Dale recibió un terrón en pleno pecho y se quedó unos minutos sentado y jadeando mientras se desarrollaba la acción a su alrededor. Entonces Mike chocó con una piedra medio enterrada al rodar cuesta abajo y se hizo una herida en la frente; el corte no era profundo, pero le manó mucha sangre. Daysinger asomó la cabeza en la cumbre y un terrón arrojado desde corta distancia le dio en la boca. Se retiró, lanzando maldiciones, al pie de la colina y caminó de un lado a otro tapándose la boca con las manos durante un par de minutos, hasta que estuvo seguro de no haber perdido ningún diente. Entonces sacudió el polvo del cortado labio inferior y atacó de nuevo, con la barbilla sucia de barro y sangre. Kevin estaba detrás de su antiguo caudillo cuando Mike se volvió en redondo para arrojar un terrón, y Kev lo recibió en la frente. La acción se interrumpió un momento mientras los chicos que estaban en la cima observaron con curiosidad; pero Grumbacher aprovechó el incidente para producir un efecto cómico, bizqueando, tambaleándose en círculos cada vez más pequeños, hasta que se le doblaron las piernas y se dejó caer de espaldas cuesta abajo, con las piernas rígidas como un cadáver. Los otros chicos rieron y aplaudieron, sin dejar de arrojarle terrones.

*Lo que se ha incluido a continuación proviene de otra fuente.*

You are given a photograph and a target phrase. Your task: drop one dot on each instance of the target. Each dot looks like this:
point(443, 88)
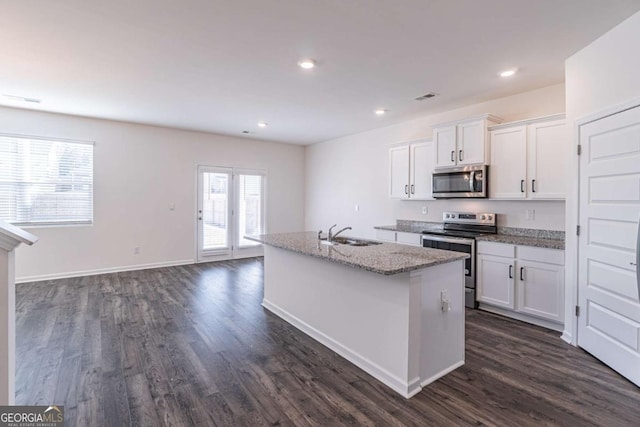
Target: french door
point(608, 284)
point(231, 205)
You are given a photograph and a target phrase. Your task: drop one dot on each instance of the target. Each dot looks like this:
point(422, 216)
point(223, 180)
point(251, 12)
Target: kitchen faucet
point(333, 236)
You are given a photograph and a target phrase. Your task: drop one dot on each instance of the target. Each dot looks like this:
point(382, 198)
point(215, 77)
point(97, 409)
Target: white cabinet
point(547, 153)
point(507, 170)
point(528, 159)
point(463, 142)
point(410, 169)
point(522, 282)
point(399, 172)
point(497, 284)
point(404, 238)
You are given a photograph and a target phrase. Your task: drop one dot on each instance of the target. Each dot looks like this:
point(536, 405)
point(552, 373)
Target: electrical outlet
point(445, 304)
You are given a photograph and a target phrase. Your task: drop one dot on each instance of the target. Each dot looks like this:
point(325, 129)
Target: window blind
point(44, 182)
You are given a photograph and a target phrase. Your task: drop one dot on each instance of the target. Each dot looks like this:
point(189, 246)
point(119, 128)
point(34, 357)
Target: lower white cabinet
point(404, 238)
point(523, 282)
point(495, 281)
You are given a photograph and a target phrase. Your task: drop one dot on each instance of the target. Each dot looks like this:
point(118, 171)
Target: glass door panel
point(214, 212)
point(250, 209)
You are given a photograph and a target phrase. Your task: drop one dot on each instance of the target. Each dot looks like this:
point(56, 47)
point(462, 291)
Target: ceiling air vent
point(427, 96)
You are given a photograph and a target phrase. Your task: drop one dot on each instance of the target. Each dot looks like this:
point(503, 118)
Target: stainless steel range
point(459, 234)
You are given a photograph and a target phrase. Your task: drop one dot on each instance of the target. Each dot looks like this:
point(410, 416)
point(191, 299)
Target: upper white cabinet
point(528, 159)
point(464, 142)
point(410, 170)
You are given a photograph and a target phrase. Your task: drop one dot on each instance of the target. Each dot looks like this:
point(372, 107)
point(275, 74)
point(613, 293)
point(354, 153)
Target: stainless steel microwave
point(460, 182)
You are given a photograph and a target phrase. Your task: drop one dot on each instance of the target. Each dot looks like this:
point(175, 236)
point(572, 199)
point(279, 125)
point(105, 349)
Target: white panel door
point(422, 165)
point(399, 172)
point(471, 143)
point(547, 160)
point(496, 281)
point(540, 290)
point(444, 139)
point(608, 287)
point(508, 166)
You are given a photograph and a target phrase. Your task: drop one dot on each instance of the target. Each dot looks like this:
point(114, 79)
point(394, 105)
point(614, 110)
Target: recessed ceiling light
point(307, 64)
point(22, 99)
point(508, 73)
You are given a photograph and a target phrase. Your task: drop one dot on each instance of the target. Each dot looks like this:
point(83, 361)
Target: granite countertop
point(384, 258)
point(411, 226)
point(550, 239)
point(537, 242)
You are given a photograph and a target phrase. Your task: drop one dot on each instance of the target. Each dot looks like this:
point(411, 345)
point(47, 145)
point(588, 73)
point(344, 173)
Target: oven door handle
point(460, 240)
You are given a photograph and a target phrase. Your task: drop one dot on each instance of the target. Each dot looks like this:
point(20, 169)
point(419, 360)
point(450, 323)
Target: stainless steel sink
point(354, 242)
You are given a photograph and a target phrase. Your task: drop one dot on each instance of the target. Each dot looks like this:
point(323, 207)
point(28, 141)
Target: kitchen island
point(395, 311)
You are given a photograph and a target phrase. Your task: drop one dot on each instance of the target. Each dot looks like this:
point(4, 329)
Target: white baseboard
point(404, 388)
point(68, 275)
point(442, 373)
point(567, 337)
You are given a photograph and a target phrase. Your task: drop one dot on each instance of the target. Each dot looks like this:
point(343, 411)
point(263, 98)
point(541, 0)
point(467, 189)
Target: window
point(251, 218)
point(45, 181)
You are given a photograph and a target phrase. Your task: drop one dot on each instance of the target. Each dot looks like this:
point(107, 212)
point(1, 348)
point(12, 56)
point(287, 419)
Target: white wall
point(352, 170)
point(139, 171)
point(599, 77)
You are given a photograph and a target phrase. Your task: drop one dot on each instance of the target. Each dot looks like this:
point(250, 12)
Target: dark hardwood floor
point(191, 345)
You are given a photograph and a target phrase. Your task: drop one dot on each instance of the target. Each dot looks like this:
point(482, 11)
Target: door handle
point(637, 263)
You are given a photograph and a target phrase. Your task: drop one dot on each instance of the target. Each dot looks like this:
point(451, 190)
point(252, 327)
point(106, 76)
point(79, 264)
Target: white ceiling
point(223, 65)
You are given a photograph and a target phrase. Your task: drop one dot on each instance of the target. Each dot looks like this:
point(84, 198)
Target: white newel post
point(10, 237)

Lawrence fue quien llevó el juego a su esencia más pura.

Durante un minuto lleno de emoción fue el único que se mantuvo en la cima mientras todos los belicosos muchachos mayores que él se sentían destronados. Lawrence se irguió en la fortaleza, levantó los brazos sobre la cabeza y gritó:

– ¡Yo soy el Rey!

Hubo un momento de respetuoso silencio, seguido de tres salvas de terrones. Al menos seis o siete proyectiles dieron en el blanco. Lawrence había vuelto la cabeza en el último segundo, pero su mugrienta ropa empezó a despedir polvo al ser alcanzado en la espalda y las piernas con una especie de fuego de ametralladora que le hizo saltar también la gorra de béisbol de la cabeza.